Moreover, major clinical symptoms (e.g., lymphadenopathy or splenomegaly) can be easily missed in emergency departments during the COVID-19 pandemic. Excisional lymph node biopsies were reduced or canceled due to the high workload of COVID-19 wards. Antel et al., in their study, proposed establishing a rapid-access lymph node biopsy clinic to reduce diagnostic delay for lymphoma amid the COVID-19 era (13).

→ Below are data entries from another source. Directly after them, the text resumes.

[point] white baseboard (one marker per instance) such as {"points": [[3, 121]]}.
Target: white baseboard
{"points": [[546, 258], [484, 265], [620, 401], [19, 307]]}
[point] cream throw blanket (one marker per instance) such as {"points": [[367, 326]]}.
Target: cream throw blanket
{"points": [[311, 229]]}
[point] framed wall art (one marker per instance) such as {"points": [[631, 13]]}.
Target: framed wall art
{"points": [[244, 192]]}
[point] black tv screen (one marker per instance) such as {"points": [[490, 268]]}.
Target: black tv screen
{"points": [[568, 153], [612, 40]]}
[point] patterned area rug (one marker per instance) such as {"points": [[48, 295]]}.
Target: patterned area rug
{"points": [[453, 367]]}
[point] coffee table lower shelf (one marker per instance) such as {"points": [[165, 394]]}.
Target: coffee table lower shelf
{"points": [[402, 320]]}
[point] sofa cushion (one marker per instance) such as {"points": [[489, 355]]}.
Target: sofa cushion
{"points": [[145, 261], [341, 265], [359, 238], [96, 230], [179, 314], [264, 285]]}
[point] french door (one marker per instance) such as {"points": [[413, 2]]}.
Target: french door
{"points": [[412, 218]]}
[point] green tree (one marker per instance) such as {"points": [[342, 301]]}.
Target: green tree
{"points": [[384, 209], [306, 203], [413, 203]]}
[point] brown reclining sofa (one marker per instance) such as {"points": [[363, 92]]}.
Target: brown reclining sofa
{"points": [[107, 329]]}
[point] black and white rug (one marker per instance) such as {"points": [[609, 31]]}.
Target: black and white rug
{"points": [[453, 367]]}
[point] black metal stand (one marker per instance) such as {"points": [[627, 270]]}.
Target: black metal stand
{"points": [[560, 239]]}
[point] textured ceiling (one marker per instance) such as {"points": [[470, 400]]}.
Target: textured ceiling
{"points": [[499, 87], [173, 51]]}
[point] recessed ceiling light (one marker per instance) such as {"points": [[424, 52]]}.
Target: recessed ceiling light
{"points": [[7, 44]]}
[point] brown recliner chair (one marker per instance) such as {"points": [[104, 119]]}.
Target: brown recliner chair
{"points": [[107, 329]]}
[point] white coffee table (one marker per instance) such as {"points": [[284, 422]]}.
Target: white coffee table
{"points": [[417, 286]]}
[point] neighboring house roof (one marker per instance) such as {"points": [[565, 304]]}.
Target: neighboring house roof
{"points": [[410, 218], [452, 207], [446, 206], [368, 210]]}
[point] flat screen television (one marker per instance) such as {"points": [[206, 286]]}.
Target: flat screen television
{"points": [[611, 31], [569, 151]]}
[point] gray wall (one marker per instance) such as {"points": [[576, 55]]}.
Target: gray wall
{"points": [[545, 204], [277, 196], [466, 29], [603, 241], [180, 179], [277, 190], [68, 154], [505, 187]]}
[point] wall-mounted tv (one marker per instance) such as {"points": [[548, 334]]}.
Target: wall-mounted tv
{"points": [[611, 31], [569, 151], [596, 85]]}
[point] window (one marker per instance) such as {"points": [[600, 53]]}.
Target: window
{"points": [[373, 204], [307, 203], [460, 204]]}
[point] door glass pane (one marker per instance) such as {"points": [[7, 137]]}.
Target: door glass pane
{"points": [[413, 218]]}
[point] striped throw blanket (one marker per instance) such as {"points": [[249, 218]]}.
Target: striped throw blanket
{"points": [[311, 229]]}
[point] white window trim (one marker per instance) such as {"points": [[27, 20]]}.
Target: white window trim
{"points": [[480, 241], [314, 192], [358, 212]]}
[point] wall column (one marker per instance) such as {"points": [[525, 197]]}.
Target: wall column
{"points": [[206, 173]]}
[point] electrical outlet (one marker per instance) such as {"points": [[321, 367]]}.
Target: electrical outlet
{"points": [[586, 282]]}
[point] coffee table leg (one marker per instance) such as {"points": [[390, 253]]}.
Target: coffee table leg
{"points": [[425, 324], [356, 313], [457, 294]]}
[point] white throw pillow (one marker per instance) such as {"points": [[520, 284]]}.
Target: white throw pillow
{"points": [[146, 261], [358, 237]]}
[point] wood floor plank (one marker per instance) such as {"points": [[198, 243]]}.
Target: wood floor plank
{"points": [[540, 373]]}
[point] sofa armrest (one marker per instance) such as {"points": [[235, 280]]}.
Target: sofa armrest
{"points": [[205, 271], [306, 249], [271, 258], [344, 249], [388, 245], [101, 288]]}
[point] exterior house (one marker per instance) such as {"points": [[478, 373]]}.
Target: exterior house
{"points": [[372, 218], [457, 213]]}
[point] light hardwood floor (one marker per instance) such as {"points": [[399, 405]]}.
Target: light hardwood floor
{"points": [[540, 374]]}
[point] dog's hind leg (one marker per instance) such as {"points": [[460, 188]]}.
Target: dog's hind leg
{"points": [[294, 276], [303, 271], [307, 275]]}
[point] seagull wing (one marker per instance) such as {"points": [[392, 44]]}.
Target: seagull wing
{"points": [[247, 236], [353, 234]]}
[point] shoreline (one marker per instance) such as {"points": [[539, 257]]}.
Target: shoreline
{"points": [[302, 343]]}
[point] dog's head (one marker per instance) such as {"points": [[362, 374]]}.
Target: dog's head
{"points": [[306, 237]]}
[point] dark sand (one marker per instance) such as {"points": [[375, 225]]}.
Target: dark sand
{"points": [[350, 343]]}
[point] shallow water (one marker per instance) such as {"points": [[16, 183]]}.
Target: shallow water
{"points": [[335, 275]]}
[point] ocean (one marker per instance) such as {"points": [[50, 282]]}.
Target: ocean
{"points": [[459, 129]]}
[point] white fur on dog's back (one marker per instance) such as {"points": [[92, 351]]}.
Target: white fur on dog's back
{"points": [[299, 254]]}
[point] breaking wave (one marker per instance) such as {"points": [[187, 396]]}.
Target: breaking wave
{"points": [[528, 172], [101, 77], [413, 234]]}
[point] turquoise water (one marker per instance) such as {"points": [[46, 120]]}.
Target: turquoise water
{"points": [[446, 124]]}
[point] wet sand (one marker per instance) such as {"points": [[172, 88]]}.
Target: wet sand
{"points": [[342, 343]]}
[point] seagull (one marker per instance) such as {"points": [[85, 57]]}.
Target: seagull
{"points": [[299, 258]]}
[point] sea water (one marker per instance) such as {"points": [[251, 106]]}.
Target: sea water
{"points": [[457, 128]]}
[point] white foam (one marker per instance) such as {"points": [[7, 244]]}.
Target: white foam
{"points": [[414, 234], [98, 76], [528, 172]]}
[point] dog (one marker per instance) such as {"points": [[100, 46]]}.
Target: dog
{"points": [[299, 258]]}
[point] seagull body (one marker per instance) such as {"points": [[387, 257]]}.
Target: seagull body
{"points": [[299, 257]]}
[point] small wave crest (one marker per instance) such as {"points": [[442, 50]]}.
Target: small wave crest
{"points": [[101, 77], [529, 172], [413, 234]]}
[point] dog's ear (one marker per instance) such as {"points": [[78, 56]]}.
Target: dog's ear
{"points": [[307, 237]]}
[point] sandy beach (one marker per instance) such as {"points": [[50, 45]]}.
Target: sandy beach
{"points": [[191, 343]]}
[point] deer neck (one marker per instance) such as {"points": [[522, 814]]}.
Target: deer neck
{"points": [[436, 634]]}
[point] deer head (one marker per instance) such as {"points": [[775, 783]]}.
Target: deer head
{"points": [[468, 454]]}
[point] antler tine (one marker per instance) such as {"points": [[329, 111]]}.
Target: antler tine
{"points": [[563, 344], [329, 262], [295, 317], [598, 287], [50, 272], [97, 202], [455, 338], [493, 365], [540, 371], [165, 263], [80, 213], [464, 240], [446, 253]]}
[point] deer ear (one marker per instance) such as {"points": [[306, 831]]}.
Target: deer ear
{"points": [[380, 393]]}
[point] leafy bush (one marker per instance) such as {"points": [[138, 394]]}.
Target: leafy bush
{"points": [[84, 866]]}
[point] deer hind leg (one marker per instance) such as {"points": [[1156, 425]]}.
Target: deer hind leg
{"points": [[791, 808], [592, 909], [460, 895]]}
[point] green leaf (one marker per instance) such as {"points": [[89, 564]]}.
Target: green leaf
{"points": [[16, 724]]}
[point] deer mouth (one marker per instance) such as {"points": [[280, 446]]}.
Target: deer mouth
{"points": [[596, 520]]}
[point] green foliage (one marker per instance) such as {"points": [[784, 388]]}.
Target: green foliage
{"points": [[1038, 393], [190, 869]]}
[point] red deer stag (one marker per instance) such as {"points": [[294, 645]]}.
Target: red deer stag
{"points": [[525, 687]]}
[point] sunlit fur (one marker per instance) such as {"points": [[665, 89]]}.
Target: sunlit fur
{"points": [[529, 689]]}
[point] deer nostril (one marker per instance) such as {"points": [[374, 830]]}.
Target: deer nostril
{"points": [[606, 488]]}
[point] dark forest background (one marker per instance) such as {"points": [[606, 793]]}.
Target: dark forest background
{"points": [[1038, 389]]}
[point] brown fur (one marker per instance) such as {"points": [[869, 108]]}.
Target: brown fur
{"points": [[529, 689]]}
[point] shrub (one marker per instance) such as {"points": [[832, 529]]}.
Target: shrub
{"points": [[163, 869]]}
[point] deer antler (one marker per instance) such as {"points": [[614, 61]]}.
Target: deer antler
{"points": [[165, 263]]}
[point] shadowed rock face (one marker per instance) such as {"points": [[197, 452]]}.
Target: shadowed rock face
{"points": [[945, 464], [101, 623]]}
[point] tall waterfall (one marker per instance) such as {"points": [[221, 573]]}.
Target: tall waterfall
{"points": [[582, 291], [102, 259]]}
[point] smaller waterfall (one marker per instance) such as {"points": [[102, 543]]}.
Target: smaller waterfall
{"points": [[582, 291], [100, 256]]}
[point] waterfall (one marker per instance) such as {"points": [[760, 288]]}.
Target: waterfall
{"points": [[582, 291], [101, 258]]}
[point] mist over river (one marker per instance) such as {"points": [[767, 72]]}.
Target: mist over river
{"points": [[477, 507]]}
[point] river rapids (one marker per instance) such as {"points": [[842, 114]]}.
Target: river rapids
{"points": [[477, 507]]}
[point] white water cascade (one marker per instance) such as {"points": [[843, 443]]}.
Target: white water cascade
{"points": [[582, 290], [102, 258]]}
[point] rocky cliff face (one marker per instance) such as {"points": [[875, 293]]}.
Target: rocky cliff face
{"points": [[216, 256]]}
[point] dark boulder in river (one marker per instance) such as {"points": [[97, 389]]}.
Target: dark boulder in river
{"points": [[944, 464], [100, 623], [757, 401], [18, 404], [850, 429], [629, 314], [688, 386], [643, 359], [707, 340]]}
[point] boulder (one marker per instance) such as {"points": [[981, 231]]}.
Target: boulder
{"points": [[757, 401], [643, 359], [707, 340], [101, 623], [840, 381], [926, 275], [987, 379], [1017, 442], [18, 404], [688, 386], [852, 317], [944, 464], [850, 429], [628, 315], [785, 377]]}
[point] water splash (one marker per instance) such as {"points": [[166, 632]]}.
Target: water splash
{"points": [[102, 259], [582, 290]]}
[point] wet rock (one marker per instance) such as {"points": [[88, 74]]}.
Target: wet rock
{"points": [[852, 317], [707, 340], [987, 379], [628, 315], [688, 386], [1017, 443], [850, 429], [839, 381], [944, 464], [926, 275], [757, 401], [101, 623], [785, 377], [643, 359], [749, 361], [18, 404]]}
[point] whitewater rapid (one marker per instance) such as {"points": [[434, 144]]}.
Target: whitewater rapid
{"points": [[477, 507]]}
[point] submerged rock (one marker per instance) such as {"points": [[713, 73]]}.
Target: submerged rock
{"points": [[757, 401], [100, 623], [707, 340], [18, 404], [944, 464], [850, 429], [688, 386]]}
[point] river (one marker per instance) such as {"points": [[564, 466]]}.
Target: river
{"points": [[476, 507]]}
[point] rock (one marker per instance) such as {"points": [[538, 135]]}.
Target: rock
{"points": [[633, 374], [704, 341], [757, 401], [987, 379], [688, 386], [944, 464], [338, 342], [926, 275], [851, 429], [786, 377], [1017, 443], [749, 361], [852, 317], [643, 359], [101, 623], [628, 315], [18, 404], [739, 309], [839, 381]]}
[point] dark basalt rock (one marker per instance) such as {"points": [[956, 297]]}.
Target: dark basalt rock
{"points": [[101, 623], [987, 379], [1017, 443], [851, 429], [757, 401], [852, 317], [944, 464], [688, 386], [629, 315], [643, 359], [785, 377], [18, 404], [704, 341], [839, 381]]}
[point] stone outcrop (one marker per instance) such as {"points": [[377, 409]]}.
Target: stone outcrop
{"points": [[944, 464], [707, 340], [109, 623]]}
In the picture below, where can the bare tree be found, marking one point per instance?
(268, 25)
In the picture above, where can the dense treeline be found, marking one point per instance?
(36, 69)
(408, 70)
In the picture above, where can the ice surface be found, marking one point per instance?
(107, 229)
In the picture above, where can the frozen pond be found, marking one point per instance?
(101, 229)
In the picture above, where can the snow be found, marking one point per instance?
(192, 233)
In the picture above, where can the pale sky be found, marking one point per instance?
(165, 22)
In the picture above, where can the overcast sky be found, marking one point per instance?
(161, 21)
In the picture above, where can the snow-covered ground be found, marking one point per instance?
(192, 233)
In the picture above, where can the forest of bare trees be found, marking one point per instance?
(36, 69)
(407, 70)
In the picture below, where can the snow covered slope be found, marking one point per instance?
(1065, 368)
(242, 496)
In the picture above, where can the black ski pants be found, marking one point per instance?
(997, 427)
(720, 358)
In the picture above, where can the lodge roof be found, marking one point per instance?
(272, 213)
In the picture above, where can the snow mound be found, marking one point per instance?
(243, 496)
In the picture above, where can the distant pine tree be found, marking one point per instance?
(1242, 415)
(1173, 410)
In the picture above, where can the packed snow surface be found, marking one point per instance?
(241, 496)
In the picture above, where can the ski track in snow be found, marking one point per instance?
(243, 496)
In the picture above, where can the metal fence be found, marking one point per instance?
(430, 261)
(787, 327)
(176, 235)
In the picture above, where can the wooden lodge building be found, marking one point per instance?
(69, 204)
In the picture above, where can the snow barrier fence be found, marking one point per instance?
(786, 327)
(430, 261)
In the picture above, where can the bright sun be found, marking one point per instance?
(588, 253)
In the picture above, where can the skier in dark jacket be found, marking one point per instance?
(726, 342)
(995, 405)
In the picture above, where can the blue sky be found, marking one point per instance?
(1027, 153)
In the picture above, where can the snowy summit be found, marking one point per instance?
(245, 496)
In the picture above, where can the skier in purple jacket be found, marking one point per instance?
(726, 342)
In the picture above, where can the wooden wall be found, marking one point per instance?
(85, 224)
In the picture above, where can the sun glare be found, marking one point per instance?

The COVID-19 pandemic was a universal unparalleled incident greatly affecting all healthcare systems, and it is required for specialists to be well-prepared beforehand to encounter diagnostic dilemmas during such exceptional conditions (14). The COVID-19 pandemic affected the everyday tasks of health centers and reduced their capacity to deliver elective services, accentuating the necessity of patient triage and paying attention to probably overlapped disease presentations. Regulations and recommendations were constantly changing as the pandemic gradually developed, requiring further preparedness and resilience among healthcare professionals to ensure patient safety and deliver satisfactory medical performance (15, 16).
3.1. Conclusions
In COVID-19 care units, it is necessary to consider the precise and periodic re-evaluation of individuals primarily diagnosed with COVID-19 to identify possibly missed diagnoses. The COVID-19 pandemic poses a new challenge to hematologists/oncologists who need to be more vigilant about lymphoma patients and enhance research efforts to optimize diagnostic algorithms for these patients during the COVID-19 pandemic.